When I read National Geographic, or watch the television show Nova, I see field archeologists at work. They cordon off a site, develop a grid and prepare to meticulously record their research activities as well as their findings. They proceed at what I'd call a terribly slow pace, because they want to make sure they don't destroy evidence that might interest future researchers. This discipline has been developed over more than 100 years. Early archeologists made many mistakes and are remembered in history not only for their discoveries but also their mistakes. How should we study a great work of software antiquity?
If we are studying a software system, funded by the goal of improvement, can we also be looking to discover and preserve the riches that are contained within, including the understanding of how the system came to be? If so then what impact on this treasure would refactoring have? Are the cultural lessons to be learned, likely to be lost, as a programmer with an object-oriented perspective works on code crafted by masters of Lambda Calculus? Would we commit the mistakes made by archeologists when they try to shored up an Anastasia ruin with concrete, and there by lost what ever discoveries that might have been possible, even if the ruins fell to the ground.
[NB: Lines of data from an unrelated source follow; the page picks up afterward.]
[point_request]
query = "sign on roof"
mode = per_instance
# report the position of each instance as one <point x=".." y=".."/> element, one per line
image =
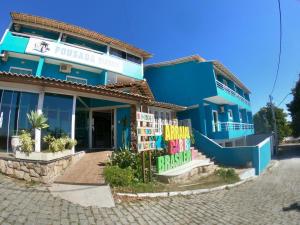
<point x="72" y="54"/>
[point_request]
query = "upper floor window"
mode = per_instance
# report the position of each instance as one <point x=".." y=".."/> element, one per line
<point x="83" y="43"/>
<point x="20" y="70"/>
<point x="77" y="80"/>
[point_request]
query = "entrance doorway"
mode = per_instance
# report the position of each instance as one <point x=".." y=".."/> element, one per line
<point x="103" y="129"/>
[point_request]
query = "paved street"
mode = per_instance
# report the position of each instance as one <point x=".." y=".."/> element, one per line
<point x="270" y="199"/>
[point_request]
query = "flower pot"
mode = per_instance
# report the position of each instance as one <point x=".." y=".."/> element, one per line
<point x="15" y="142"/>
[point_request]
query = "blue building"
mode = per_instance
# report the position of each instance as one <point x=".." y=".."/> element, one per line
<point x="73" y="76"/>
<point x="217" y="102"/>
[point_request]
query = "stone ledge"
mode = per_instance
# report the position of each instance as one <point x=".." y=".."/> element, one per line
<point x="38" y="171"/>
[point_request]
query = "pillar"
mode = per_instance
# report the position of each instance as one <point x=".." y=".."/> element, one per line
<point x="40" y="67"/>
<point x="73" y="121"/>
<point x="38" y="132"/>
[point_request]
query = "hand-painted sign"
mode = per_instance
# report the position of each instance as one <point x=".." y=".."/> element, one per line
<point x="145" y="131"/>
<point x="178" y="144"/>
<point x="77" y="55"/>
<point x="167" y="162"/>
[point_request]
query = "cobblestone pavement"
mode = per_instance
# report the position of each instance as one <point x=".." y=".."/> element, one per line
<point x="270" y="199"/>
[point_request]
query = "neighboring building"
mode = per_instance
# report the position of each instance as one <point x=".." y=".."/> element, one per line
<point x="218" y="103"/>
<point x="73" y="76"/>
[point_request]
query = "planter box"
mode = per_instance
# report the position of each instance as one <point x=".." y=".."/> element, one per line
<point x="43" y="156"/>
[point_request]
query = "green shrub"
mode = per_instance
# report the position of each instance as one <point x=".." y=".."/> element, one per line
<point x="26" y="142"/>
<point x="228" y="174"/>
<point x="59" y="144"/>
<point x="117" y="176"/>
<point x="124" y="158"/>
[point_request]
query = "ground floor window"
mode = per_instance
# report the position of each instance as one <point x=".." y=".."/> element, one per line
<point x="58" y="110"/>
<point x="14" y="105"/>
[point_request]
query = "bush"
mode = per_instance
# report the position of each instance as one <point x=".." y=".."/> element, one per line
<point x="124" y="158"/>
<point x="26" y="142"/>
<point x="117" y="176"/>
<point x="228" y="174"/>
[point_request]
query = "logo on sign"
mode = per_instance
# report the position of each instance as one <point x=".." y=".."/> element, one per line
<point x="41" y="47"/>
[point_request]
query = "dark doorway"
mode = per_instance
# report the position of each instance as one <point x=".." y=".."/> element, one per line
<point x="102" y="129"/>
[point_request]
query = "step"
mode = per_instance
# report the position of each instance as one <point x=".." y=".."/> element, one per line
<point x="186" y="167"/>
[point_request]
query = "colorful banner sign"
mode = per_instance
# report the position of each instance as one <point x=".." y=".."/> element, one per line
<point x="73" y="54"/>
<point x="168" y="162"/>
<point x="145" y="131"/>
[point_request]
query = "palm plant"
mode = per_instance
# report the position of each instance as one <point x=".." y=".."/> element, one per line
<point x="37" y="121"/>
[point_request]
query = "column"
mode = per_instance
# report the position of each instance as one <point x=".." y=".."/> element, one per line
<point x="38" y="132"/>
<point x="90" y="129"/>
<point x="40" y="67"/>
<point x="73" y="121"/>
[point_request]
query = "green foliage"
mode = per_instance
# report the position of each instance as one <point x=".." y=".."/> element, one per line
<point x="26" y="142"/>
<point x="294" y="108"/>
<point x="37" y="121"/>
<point x="263" y="122"/>
<point x="117" y="176"/>
<point x="228" y="174"/>
<point x="59" y="144"/>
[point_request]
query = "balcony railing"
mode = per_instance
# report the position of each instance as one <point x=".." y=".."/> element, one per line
<point x="228" y="126"/>
<point x="231" y="92"/>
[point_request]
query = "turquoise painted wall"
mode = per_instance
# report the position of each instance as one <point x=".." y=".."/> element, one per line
<point x="17" y="62"/>
<point x="243" y="156"/>
<point x="121" y="114"/>
<point x="184" y="84"/>
<point x="51" y="70"/>
<point x="18" y="44"/>
<point x="233" y="99"/>
<point x="14" y="43"/>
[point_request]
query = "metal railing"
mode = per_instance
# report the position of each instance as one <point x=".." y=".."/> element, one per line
<point x="231" y="92"/>
<point x="227" y="126"/>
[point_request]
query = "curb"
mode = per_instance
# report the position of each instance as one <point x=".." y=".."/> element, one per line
<point x="189" y="192"/>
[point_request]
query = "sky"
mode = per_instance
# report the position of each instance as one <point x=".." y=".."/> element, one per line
<point x="243" y="35"/>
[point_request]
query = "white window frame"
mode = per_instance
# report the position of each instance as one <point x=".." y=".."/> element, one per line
<point x="213" y="121"/>
<point x="20" y="68"/>
<point x="78" y="78"/>
<point x="230" y="114"/>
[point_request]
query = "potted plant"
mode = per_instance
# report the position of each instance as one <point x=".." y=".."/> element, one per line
<point x="37" y="121"/>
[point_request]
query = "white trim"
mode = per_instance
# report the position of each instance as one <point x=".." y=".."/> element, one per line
<point x="73" y="122"/>
<point x="78" y="78"/>
<point x="192" y="107"/>
<point x="20" y="68"/>
<point x="5" y="33"/>
<point x="38" y="133"/>
<point x="213" y="121"/>
<point x="32" y="36"/>
<point x="109" y="107"/>
<point x="37" y="89"/>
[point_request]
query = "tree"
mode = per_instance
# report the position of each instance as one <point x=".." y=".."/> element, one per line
<point x="263" y="122"/>
<point x="294" y="108"/>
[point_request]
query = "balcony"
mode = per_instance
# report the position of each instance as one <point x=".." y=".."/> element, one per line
<point x="231" y="92"/>
<point x="227" y="130"/>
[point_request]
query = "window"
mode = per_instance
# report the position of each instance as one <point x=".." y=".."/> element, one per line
<point x="230" y="115"/>
<point x="134" y="58"/>
<point x="58" y="110"/>
<point x="77" y="80"/>
<point x="118" y="53"/>
<point x="20" y="70"/>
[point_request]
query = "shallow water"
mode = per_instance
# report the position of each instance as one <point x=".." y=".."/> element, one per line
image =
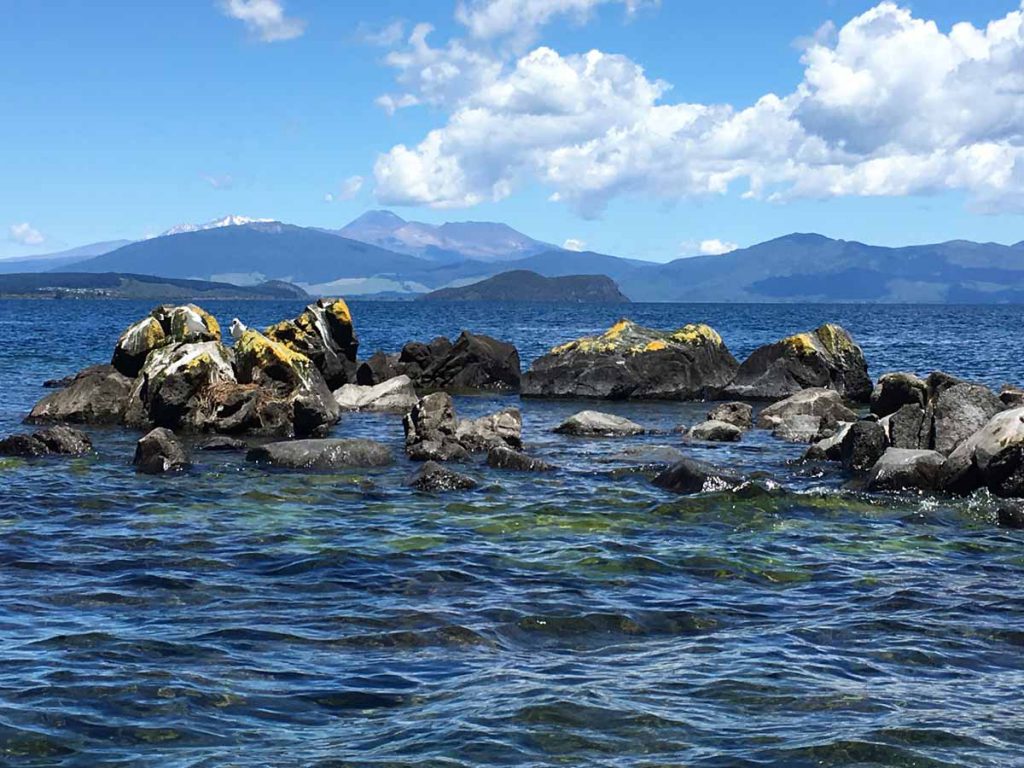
<point x="233" y="615"/>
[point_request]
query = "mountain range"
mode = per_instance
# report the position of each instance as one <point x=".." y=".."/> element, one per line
<point x="382" y="254"/>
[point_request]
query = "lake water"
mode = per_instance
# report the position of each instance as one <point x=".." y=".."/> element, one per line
<point x="237" y="616"/>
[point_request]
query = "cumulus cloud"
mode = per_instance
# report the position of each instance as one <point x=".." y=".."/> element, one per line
<point x="889" y="104"/>
<point x="264" y="19"/>
<point x="349" y="188"/>
<point x="25" y="235"/>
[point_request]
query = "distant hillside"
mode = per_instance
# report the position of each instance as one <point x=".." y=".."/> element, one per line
<point x="461" y="241"/>
<point x="522" y="285"/>
<point x="120" y="286"/>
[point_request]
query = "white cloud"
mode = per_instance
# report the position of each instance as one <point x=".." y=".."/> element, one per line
<point x="716" y="247"/>
<point x="349" y="188"/>
<point x="264" y="19"/>
<point x="25" y="235"/>
<point x="889" y="104"/>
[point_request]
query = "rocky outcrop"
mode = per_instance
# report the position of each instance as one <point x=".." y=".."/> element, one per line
<point x="432" y="477"/>
<point x="715" y="431"/>
<point x="826" y="357"/>
<point x="692" y="476"/>
<point x="630" y="361"/>
<point x="474" y="364"/>
<point x="896" y="390"/>
<point x="323" y="454"/>
<point x="57" y="440"/>
<point x="801" y="417"/>
<point x="596" y="424"/>
<point x="904" y="469"/>
<point x="96" y="395"/>
<point x="160" y="452"/>
<point x="738" y="414"/>
<point x="394" y="395"/>
<point x="325" y="334"/>
<point x="508" y="459"/>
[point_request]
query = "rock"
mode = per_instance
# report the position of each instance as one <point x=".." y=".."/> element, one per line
<point x="903" y="469"/>
<point x="826" y="357"/>
<point x="394" y="395"/>
<point x="691" y="476"/>
<point x="716" y="431"/>
<point x="431" y="430"/>
<point x="991" y="458"/>
<point x="960" y="411"/>
<point x="496" y="430"/>
<point x="325" y="334"/>
<point x="165" y="325"/>
<point x="506" y="458"/>
<point x="96" y="395"/>
<point x="829" y="449"/>
<point x="160" y="452"/>
<point x="737" y="414"/>
<point x="433" y="477"/>
<point x="800" y="417"/>
<point x="222" y="443"/>
<point x="596" y="424"/>
<point x="896" y="390"/>
<point x="56" y="440"/>
<point x="474" y="364"/>
<point x="323" y="454"/>
<point x="632" y="361"/>
<point x="862" y="445"/>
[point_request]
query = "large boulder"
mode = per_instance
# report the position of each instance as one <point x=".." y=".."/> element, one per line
<point x="431" y="429"/>
<point x="692" y="476"/>
<point x="323" y="454"/>
<point x="56" y="440"/>
<point x="596" y="424"/>
<point x="393" y="395"/>
<point x="96" y="395"/>
<point x="826" y="357"/>
<point x="159" y="452"/>
<point x="992" y="458"/>
<point x="325" y="334"/>
<point x="896" y="390"/>
<point x="905" y="469"/>
<point x="165" y="325"/>
<point x="801" y="417"/>
<point x="633" y="361"/>
<point x="961" y="411"/>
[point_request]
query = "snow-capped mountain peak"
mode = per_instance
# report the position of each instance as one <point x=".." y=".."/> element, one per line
<point x="229" y="220"/>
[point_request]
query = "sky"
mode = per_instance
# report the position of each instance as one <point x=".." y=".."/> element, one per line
<point x="640" y="128"/>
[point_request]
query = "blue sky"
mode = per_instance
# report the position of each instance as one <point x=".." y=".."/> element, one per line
<point x="639" y="128"/>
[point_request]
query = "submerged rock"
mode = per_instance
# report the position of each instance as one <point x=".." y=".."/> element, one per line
<point x="433" y="477"/>
<point x="692" y="476"/>
<point x="826" y="357"/>
<point x="160" y="452"/>
<point x="323" y="454"/>
<point x="596" y="424"/>
<point x="632" y="361"/>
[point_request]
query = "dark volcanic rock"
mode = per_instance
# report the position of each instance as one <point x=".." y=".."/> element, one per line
<point x="896" y="390"/>
<point x="96" y="395"/>
<point x="691" y="476"/>
<point x="323" y="454"/>
<point x="435" y="478"/>
<point x="506" y="458"/>
<point x="903" y="469"/>
<point x="862" y="445"/>
<point x="826" y="357"/>
<point x="160" y="452"/>
<point x="632" y="361"/>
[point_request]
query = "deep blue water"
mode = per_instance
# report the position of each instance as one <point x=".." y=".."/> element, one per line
<point x="235" y="616"/>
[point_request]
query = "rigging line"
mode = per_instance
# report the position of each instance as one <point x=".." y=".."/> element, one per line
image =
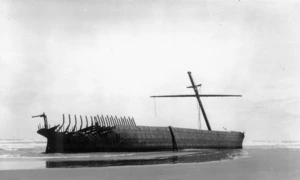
<point x="199" y="111"/>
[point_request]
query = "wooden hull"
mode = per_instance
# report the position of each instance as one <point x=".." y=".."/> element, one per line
<point x="138" y="138"/>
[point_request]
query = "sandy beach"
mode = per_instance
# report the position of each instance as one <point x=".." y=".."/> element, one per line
<point x="258" y="164"/>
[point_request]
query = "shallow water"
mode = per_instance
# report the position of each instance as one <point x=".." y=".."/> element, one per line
<point x="29" y="154"/>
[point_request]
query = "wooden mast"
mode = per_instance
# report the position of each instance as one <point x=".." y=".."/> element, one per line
<point x="199" y="101"/>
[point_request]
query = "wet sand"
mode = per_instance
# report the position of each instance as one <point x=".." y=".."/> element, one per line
<point x="258" y="164"/>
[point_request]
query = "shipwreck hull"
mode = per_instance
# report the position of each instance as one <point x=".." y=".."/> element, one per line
<point x="138" y="138"/>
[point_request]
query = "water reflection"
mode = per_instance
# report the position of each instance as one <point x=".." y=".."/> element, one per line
<point x="172" y="158"/>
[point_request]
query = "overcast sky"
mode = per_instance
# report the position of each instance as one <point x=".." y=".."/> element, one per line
<point x="108" y="57"/>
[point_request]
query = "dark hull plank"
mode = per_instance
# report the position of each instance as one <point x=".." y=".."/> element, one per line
<point x="138" y="138"/>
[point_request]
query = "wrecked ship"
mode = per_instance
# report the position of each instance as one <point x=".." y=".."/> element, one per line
<point x="115" y="134"/>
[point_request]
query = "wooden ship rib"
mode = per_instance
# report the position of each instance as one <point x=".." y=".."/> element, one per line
<point x="112" y="134"/>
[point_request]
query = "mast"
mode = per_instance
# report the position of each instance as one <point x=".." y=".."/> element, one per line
<point x="199" y="101"/>
<point x="197" y="95"/>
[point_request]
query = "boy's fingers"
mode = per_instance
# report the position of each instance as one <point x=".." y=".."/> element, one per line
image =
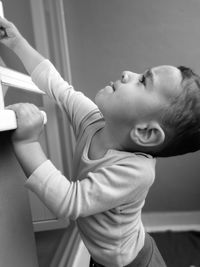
<point x="3" y="33"/>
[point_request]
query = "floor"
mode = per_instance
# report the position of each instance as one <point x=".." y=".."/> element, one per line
<point x="179" y="249"/>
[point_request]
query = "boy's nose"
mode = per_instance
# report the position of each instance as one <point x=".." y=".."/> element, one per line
<point x="128" y="75"/>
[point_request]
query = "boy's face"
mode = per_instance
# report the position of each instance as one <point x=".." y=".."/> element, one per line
<point x="139" y="97"/>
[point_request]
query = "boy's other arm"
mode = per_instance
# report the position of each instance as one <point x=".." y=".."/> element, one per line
<point x="12" y="38"/>
<point x="25" y="138"/>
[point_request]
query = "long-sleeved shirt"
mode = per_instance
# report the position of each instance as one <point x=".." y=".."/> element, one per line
<point x="106" y="195"/>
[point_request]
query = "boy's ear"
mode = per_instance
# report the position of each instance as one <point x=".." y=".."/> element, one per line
<point x="147" y="134"/>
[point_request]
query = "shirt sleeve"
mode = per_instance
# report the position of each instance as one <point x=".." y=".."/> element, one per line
<point x="76" y="105"/>
<point x="102" y="190"/>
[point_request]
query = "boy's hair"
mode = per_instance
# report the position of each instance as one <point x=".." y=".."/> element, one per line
<point x="182" y="118"/>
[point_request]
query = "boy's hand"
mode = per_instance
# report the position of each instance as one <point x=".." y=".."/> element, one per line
<point x="29" y="123"/>
<point x="9" y="34"/>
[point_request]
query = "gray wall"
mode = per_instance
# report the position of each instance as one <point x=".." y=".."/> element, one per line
<point x="107" y="37"/>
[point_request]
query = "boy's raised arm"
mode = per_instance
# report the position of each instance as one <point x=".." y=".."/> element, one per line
<point x="12" y="38"/>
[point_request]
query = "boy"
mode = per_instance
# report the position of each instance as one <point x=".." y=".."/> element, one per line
<point x="118" y="139"/>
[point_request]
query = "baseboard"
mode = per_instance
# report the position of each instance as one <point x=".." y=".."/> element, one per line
<point x="72" y="252"/>
<point x="174" y="221"/>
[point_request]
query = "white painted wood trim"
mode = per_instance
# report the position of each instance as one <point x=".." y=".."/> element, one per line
<point x="19" y="80"/>
<point x="52" y="128"/>
<point x="1" y="9"/>
<point x="61" y="57"/>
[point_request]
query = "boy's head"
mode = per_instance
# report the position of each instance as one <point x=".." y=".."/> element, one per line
<point x="157" y="112"/>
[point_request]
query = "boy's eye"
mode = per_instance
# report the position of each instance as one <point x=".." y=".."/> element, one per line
<point x="143" y="80"/>
<point x="124" y="77"/>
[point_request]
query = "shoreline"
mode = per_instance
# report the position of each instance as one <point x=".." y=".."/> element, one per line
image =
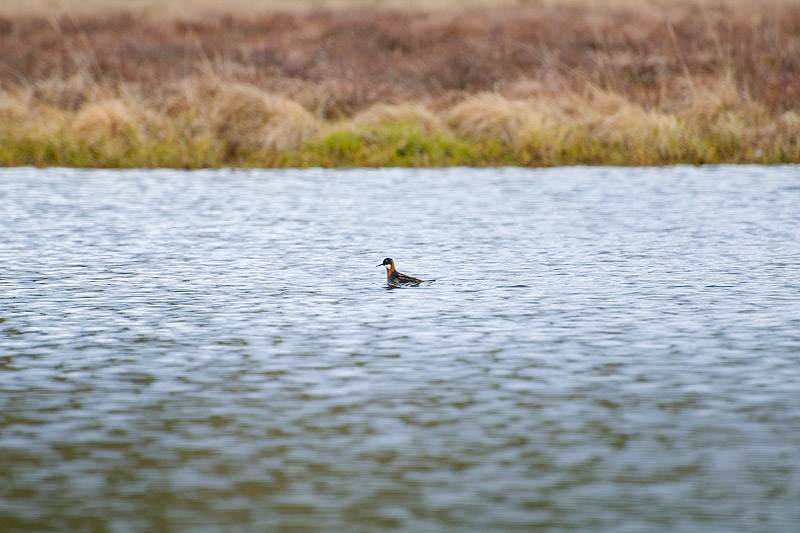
<point x="542" y="85"/>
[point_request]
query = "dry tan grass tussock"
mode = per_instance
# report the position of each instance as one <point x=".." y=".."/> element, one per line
<point x="491" y="116"/>
<point x="409" y="113"/>
<point x="250" y="119"/>
<point x="612" y="118"/>
<point x="15" y="108"/>
<point x="107" y="118"/>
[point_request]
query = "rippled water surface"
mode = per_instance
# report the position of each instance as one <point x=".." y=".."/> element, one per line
<point x="603" y="350"/>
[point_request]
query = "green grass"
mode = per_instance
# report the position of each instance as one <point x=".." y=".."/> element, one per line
<point x="392" y="145"/>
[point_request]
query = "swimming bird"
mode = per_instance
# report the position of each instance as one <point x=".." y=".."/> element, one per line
<point x="396" y="279"/>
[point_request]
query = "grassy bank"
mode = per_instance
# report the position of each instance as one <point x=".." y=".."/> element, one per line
<point x="533" y="84"/>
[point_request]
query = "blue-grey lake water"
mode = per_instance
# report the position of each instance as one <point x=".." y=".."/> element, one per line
<point x="604" y="349"/>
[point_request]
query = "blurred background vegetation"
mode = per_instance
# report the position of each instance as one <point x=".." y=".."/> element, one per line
<point x="202" y="83"/>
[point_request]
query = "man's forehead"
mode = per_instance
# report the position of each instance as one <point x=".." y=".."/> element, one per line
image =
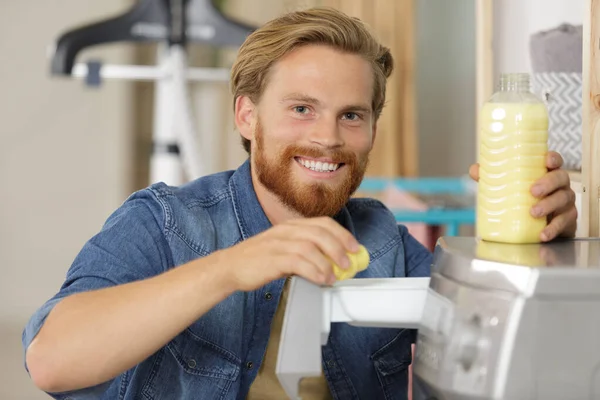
<point x="320" y="75"/>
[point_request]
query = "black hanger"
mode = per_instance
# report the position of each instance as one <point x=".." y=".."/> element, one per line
<point x="175" y="21"/>
<point x="208" y="25"/>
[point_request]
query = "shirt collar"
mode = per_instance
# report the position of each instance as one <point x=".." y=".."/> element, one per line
<point x="251" y="218"/>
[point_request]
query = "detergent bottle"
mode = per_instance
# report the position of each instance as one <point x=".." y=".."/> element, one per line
<point x="512" y="151"/>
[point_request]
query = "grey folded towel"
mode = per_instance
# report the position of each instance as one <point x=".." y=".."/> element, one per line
<point x="557" y="49"/>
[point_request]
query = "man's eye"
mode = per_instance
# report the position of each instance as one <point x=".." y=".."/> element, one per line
<point x="301" y="109"/>
<point x="351" y="116"/>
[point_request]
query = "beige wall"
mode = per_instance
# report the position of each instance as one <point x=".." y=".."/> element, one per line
<point x="64" y="165"/>
<point x="446" y="86"/>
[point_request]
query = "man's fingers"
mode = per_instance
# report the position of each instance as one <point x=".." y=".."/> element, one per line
<point x="323" y="239"/>
<point x="550" y="183"/>
<point x="559" y="200"/>
<point x="554" y="160"/>
<point x="561" y="224"/>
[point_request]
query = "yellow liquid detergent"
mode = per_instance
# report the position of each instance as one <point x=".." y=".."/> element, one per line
<point x="358" y="262"/>
<point x="511" y="253"/>
<point x="513" y="147"/>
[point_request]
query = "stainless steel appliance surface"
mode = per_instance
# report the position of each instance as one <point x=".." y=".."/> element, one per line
<point x="511" y="322"/>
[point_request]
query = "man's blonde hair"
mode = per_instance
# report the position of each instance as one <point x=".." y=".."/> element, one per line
<point x="320" y="25"/>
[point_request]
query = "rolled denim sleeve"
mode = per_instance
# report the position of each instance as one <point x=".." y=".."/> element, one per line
<point x="130" y="246"/>
<point x="417" y="257"/>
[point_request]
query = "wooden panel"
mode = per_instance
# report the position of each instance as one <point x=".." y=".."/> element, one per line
<point x="591" y="120"/>
<point x="484" y="55"/>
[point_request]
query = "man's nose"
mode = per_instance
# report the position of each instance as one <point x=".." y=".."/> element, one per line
<point x="326" y="133"/>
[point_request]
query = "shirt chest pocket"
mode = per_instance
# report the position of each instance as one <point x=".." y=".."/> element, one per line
<point x="190" y="365"/>
<point x="391" y="364"/>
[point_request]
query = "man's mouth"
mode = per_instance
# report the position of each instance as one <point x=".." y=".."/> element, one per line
<point x="318" y="166"/>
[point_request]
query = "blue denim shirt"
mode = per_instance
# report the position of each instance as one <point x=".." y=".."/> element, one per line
<point x="218" y="356"/>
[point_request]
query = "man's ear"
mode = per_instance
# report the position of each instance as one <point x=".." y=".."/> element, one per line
<point x="374" y="134"/>
<point x="245" y="116"/>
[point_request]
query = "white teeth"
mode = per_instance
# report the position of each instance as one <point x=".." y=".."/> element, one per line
<point x="318" y="165"/>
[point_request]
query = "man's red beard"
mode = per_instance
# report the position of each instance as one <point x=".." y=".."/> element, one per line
<point x="310" y="200"/>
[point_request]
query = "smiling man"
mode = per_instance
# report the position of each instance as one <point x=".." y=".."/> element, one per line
<point x="181" y="294"/>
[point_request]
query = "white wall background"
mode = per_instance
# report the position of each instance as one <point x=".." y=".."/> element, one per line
<point x="445" y="57"/>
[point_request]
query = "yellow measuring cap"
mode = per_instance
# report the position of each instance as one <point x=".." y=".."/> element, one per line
<point x="359" y="261"/>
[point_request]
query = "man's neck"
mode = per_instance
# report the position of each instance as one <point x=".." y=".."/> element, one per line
<point x="273" y="208"/>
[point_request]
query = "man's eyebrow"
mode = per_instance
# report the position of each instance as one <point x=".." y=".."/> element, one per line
<point x="301" y="97"/>
<point x="358" y="107"/>
<point x="304" y="98"/>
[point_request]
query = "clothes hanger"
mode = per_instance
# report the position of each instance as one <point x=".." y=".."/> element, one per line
<point x="174" y="21"/>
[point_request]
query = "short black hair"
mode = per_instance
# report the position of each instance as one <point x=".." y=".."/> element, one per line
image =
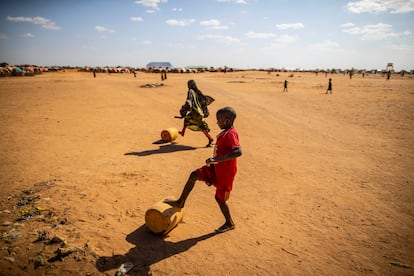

I'm also concerned that the authors of the original software are respected for what they knew at the time, given the tools they had available at the time, and so forth. We wrong our forefathers by judging them through modern day knowledge, practices and beliefs. It's easy to laugh at a FORTRAN programmer using GLOBAL COMMON extensively, until you understand the alternatives she had available during that stage in the development of our field.
Is a pattern language really the best approach? I'm sure there are other forms with advantages as well. Does UML have any utility, given it was designed to express design ideas in a form that parallels modern day thought.
This brings me to my last question:
Should this have been two separate workshops?
Using Patterns to Improve Our Architectural Vision, Norman L. Kerth and Ward Cunningham, IEEE Software, Vol. 14, No. 1, January/February, 1997, pp. 53 - 59.